Abstract
Background and purpose
During the COVID‐19 pandemic, myasthenia gravis (MG) patients have been identified as subjects at high risk of developing severe COVID‐19, and thus were offered vaccination with priority. The lack of direct data on the safety and tolerability of SARS‐CoV‐2 vaccines in MG have contributed to vaccine hesitancy. To address this issue, the safety and tolerability of SARS‐CoV‐2 vaccines were assessed in a large cohort of MG patients from two referral centers.
Methods
Patients with confirmed MG diagnosis, consecutively seen between October and December 2021 at two MG centers, were enrolled. Demographics, clinical characteristics, and information regarding SARS‐CoV‐2 infection/vaccination were extracted from medical reports and/or collected throughout telephonic or in‐person interviews.
Results
Ninety‐eight (94.2%) of 104 patients included were administered at least two vaccine doses 4 weeks before the interview or earlier, and among them, 63 of 98 (64.2%) have already received the “booster” dose. The most frequently used vaccines were BNT162b2‐Pfizer‐BioNTech and mRNA‐1273‐Moderna. Overall, only minor side effects were reported, most commonly local pain and fever. MG worsening after vaccination was observed in eight of 104 (7.7%) cases. The frequency of worsening among muscle‐specific tyrosine kinase MG cases (3/9, 33.3%) was significantly higher compared to other serological subgroups.

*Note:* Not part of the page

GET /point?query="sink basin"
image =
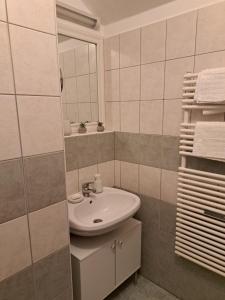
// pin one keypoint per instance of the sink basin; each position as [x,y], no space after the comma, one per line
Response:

Spontaneous symptom regression was observed in six of eight cases. Twelve of 104 (11.5%) patients had SARS‐CoV‐2 infection, and none of the SARS‐CoV‐2‐infected MG patients worsened after vaccination.
Conclusions
Our data support the safety and tolerability of mRNA COVID‐19 vaccines, which should be strongly recommended in MG patients, who could be at higher risk of complications if exposed to SARS‐CoV‐2 infection.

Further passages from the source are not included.